Он говорил, что его темп – adagio[42]. Ему было мучительно сталкиваться с остроумием на грани насмешки. Нет, он не то чтобы сам был не способен сострить – в книге Жана Мутона мы найдем немало примеров обратного. Так, об одном не слишком оригинальном писателе, с большим напором утверждавшем банальности, дю Бос сказал: «Он вбивает в вас то, что было сказано до него». Одного профессора, который, непрерывно всех поучая, все только запутывал, он определил кратко: «Настоятельно-бестолковый». Об Эдит Уортон[43] сказал: «Спокойствие ее было того рода, which is backed by an impregnable bank account» («что опирается на несокрушимый счет в банке»), – высказывание вполне в духе Пруста. Шарль время от времени острил, но просто не позволял себе реагировать шуткой мгновенно и необдуманно, а значит – и не всегда справедливо. Если он считал необходимым посмеяться над излишней высокопарностью или глупостью, он делал это с невозмутимой серьезностью, выбирая пышные слова и подчеркивая тем самым – по контрасту – посредственность объекта насмешки. Эта манера шутить с серьезной миной – характерная черта английского юмора.

Автобиографический очерк Шарль дю Бос начал словами: «Я родился в семнадцать лет». Именно в этом возрасте он впервые прочитал «Введение в метафизику», нашел в этом коротком, но емком тексте формулировки, отвечавшие его собственным духовным запросам, и таким образом открыл для себя Бергсона[44]. «Я погружался не столько в философию, сколько в Бергсона». На самом же деле Шарль к этому времени успел уже получить неплохое образование в школе Жерсона и в лицее Жансона-де-Сайи. 1900 год дю Бос провел в Баллиол-колледже – старейшем из колледжей Оксфордского университета, его святая святых, – и на всю жизнь сохранил нежное отношение к прекрасным английским школам, с их стрижеными лужайками и неспешной учебой. В 1902 году он получил степень лицензиата по английской филологии, 1903-й провел в Эврё, где служил в армии, а затем, пожив какое-то время во Флоренции и в Венеции, задержался в Берлине, где стал учеником Георга Зиммеля[45]. Известный немецкий философ и культуролог оказал на развивающийся ум юноши благотворное влияние и научил его не просто откликаться чувством на произведение искусства, но и улавливать, какие мысли эта вещь в себе содержит.

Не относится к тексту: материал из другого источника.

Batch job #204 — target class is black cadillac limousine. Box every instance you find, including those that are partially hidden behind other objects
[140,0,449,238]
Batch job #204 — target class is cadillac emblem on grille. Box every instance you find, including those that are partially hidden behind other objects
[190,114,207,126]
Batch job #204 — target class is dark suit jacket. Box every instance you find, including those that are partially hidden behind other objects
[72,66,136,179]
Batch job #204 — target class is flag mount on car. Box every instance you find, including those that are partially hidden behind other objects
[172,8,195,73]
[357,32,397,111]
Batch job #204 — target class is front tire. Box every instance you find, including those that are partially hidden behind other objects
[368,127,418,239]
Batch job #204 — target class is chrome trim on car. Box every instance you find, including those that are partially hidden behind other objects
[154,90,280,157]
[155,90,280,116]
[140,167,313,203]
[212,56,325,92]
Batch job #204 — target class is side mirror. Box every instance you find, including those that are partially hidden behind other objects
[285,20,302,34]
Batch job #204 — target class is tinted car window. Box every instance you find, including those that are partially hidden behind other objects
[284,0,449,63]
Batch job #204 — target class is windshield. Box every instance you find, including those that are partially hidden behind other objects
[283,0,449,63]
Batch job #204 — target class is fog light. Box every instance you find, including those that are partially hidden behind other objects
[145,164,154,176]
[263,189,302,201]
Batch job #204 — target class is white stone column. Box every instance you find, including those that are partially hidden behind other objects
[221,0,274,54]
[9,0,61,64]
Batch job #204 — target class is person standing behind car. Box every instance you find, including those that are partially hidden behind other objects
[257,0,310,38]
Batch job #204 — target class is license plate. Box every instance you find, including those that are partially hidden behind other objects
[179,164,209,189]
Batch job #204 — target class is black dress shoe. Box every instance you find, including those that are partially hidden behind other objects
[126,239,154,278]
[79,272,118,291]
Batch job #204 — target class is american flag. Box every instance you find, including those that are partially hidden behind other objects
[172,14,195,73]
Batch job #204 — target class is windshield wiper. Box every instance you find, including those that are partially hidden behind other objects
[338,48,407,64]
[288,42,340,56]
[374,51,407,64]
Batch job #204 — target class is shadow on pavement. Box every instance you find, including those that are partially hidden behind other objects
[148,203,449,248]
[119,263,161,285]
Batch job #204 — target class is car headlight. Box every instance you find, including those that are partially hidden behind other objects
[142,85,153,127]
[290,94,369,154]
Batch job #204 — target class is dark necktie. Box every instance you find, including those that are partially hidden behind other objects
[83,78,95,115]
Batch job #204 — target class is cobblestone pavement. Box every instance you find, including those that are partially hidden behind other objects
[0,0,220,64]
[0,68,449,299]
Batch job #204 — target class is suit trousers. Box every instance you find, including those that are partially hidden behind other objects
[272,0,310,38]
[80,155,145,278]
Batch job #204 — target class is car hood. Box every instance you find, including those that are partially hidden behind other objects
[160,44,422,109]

Франция, Англия, Германия, Италия – вот где получал образование истинный европеец. Долгое пребывание в Италии дало Шарлю возможность написать очерк о Боттичелли. Жан-Луи Водуайе[46] писал, что в течение всей жизни Чарли (так называли Шарля друзья) хранил в уме и сердце образы мечтательных дев и ангелов. «Я иногда говорил ему: Чарли, Боттичелли телом и душой переселился в вас». И в самом деле, судьбы дю Боса и Боттичелли во многом схожи. У обоих было слабое здоровье, оба страстно любили читать, оба на середине жизненного пути перешли от интеллектуального сенсуализма к экзальтированной вере. Но об этом позже…

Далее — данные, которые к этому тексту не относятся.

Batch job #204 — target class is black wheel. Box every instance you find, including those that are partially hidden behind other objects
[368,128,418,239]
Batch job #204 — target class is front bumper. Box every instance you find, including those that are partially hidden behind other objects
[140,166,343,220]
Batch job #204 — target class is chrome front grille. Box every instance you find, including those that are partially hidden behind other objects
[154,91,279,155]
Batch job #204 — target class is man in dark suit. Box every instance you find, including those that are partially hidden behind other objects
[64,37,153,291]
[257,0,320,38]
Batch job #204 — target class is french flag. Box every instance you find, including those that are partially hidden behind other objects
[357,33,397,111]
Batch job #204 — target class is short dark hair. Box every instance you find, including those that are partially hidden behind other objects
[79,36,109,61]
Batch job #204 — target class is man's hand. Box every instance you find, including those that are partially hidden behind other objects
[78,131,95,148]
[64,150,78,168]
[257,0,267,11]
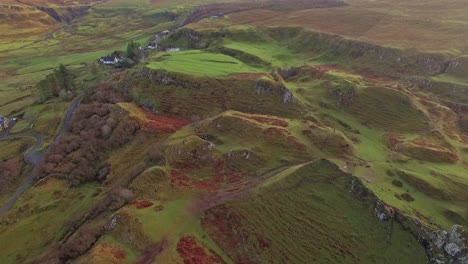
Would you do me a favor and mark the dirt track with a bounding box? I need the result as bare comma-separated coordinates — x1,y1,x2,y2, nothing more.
0,95,82,217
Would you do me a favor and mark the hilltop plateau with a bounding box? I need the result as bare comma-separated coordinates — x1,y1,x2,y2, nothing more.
0,0,468,264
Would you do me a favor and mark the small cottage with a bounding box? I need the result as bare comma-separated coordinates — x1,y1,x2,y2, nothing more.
147,42,158,49
166,48,180,52
99,56,119,65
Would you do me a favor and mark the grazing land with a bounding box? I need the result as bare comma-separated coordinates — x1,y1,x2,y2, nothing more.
0,0,468,263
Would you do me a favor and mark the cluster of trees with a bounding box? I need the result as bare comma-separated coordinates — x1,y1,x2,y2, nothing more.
36,64,77,102
127,40,140,60
35,89,140,186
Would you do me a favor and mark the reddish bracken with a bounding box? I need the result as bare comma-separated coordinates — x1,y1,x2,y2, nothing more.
192,181,220,191
142,110,192,133
177,236,225,264
171,170,190,186
236,114,289,127
112,248,127,260
132,200,154,209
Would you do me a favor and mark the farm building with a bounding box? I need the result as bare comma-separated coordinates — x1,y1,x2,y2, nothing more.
147,42,158,49
166,48,180,52
99,56,120,65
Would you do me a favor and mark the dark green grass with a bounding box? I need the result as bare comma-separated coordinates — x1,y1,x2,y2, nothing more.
207,160,427,263
349,87,429,133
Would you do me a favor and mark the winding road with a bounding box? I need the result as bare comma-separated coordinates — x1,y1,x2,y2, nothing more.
0,94,83,217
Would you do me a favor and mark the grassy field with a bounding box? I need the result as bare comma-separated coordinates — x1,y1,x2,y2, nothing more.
147,50,264,76
0,179,101,263
204,161,426,263
0,0,468,263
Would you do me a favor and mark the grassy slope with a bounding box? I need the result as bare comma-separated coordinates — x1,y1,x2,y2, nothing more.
147,50,262,76
0,179,101,263
0,0,468,262
205,161,425,263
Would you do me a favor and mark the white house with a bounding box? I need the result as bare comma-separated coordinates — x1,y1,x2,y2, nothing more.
166,48,180,52
99,56,120,65
147,42,158,49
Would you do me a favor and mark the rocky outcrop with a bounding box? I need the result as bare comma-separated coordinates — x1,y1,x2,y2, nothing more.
37,6,91,24
350,174,468,264
255,80,298,104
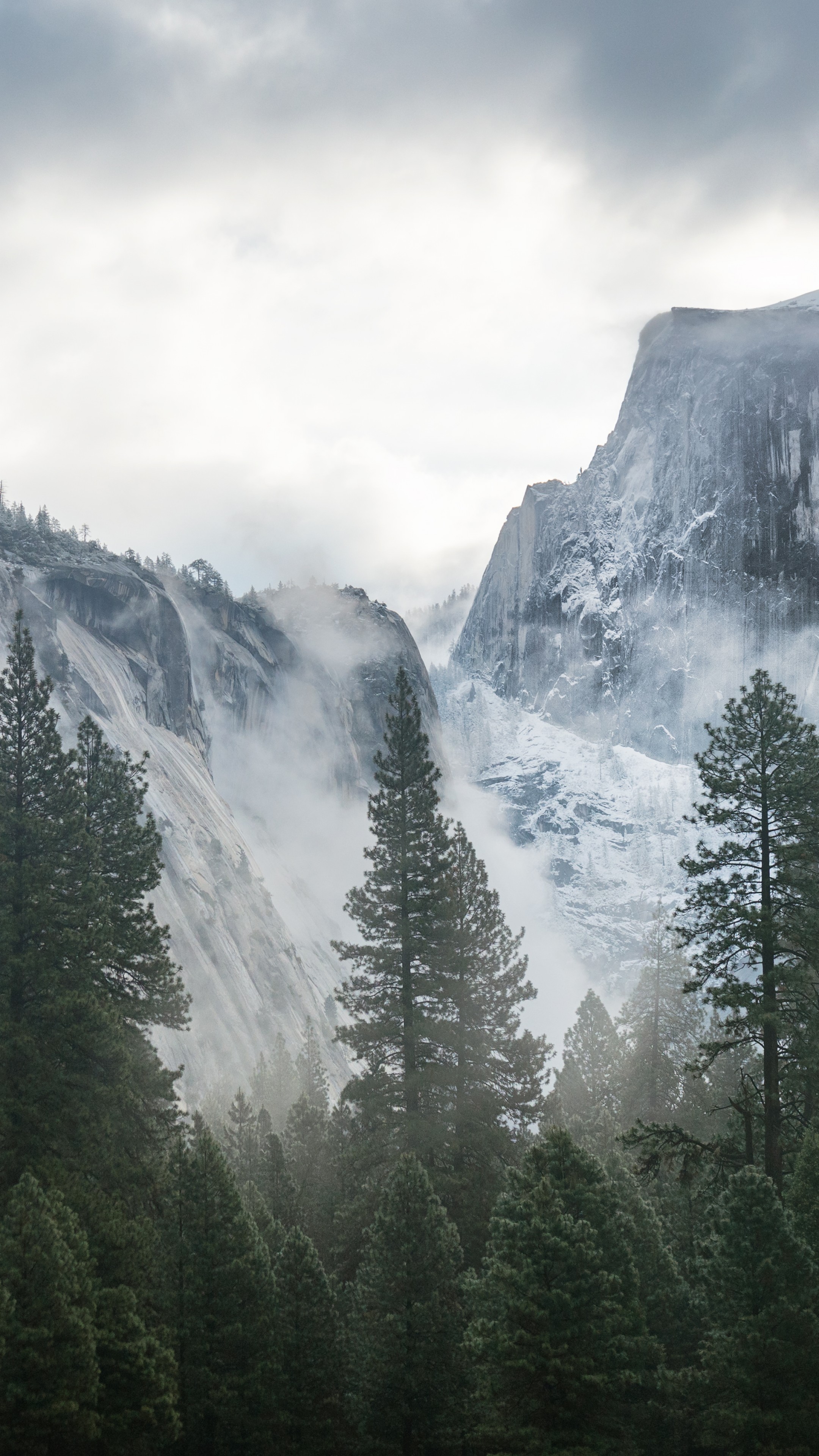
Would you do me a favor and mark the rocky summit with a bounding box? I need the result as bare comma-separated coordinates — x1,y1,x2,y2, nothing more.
0,508,440,1095
455,293,819,761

В 1907 году на представлении «Пеллеаса и Мелизанды»[47] в «Опера́ комик» Шарль познакомился с Жюльеттой Сири (тоже принадлежавшей к классу крупной буржуазии) и вскоре женился на ней. Женился удачно, ибо не было в мире другой женщины, способной столь полно разделить с Шарлем дю Босом его благородную и трудную жизнь. В «Дневнике» мужа Жюльетта дю Бос зовется Зезеттой или обозначается инициалом Z1 (их дочь, Примероза, там же обозначена как Z2). На протяжении всей жизни они делили пополам радости и духовные восторги, а при необходимости на равных участвовали в борьбе. И такая необходимость временами возникала, поскольку Шарль, самый непрактичный человек на свете, никогда не соглашался приспосабливать свои произведения к вкусам издателей. Наоборот, он всегда мечтал найти каким-нибудь чудесным образом бескорыстного и беспристрастного издателя, который принимал бы все написанное им таким, как есть.

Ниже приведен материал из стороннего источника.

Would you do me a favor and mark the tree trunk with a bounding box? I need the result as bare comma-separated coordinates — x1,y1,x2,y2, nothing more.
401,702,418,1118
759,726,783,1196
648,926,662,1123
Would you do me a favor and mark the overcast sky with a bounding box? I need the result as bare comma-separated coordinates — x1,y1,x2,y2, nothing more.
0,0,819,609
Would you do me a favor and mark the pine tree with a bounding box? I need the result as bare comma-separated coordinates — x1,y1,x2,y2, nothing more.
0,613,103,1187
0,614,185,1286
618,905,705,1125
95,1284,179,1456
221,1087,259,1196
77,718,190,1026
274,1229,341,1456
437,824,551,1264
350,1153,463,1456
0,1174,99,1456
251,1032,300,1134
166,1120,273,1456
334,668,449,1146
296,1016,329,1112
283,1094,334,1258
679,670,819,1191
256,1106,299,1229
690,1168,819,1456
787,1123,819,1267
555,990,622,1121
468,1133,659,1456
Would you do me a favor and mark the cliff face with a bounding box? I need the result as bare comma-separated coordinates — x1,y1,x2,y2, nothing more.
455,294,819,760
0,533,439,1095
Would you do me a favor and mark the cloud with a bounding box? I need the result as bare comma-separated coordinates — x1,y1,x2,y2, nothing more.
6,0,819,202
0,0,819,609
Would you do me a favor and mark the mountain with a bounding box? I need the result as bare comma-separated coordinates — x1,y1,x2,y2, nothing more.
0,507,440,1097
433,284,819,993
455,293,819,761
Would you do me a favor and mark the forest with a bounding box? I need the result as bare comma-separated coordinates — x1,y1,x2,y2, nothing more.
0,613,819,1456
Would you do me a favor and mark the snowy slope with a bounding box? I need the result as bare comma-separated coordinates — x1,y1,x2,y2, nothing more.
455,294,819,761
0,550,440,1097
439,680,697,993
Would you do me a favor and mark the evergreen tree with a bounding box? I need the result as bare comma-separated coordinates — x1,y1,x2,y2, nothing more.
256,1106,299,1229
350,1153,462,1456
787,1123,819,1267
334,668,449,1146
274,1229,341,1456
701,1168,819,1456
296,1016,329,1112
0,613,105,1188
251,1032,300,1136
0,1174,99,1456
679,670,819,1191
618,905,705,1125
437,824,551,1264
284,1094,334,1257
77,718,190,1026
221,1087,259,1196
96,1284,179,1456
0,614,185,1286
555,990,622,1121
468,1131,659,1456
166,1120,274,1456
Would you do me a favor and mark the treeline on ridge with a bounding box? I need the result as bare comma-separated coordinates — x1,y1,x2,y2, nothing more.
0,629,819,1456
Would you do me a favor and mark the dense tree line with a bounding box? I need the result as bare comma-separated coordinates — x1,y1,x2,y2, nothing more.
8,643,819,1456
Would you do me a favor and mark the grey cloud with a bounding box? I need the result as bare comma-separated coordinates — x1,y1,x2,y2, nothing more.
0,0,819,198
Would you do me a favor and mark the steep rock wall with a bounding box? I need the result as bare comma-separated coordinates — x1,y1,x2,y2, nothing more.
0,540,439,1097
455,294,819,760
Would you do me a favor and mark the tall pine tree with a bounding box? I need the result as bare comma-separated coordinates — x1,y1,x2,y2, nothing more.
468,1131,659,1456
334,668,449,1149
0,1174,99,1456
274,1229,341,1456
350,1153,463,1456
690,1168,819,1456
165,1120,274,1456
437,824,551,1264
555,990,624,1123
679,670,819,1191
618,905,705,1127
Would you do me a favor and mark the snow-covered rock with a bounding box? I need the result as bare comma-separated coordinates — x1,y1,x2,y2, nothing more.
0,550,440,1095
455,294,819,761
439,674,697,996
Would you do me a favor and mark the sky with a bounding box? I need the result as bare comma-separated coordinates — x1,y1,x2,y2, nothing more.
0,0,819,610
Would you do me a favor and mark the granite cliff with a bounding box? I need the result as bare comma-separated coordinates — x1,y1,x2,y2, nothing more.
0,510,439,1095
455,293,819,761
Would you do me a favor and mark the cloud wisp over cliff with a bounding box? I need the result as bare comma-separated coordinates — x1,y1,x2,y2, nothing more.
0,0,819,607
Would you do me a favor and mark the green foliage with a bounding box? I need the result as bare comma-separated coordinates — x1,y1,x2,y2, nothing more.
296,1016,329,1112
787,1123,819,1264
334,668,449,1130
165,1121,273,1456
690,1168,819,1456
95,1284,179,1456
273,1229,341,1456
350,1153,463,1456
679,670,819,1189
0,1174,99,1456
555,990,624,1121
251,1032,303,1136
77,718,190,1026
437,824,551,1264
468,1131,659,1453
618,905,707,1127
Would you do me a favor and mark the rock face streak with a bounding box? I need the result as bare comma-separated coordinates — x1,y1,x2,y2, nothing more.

Каким же? Произведения Чарли – это в основном свободные размышления о произведениях искусства, которыми он восхищался, стараясь при этом четко определить и мотивировать свои чувства. Порой такие размышления принимали форму критических эссе, порой – дневниковых записей (поначалу дю Бос их сам записывал, позднее стал надиктовывать), а иногда выливались в бесконечные разговоры с несравненной своей сотрудницей Z или с друзьями. Жан-Луи Водуайе описал вечера у дю Босов на улице де ла Тур в Пасси, затем на улице Бюде на острове Сен-Луи. Чарли и Жюльетта, пишет Водуайе, «неявно, но умело делали эти свои вечера удивительно гармоничными… В их интерьере, отличавшемся строгой и изысканной роскошью, царила атмосфера, которую можно было бы сравнить с той, какую создает вокруг себя великая венецианская живопись… Не столько для него самого, сколько для его друзей, требовалось, чтобы все, с чем входящий в дом сталкивается, было самого высшего качества. Наши нескончаемые разговоры об искусстве, литературе, музыке овевались ароматами лучшего из всех возможных чая и лучших сигар». Стол у дю Босов был аппетитным, как натюрморт Шардена, гармоничным, как живопись Уистлера[48], и напоминал камерную музыку. «На какие только безумства, на какие только абсурдные излишества не был способен наш дорогой Чарли в молодые годы – он, кому позже приходилось с таким благородством и такой естественностью обходиться без всего».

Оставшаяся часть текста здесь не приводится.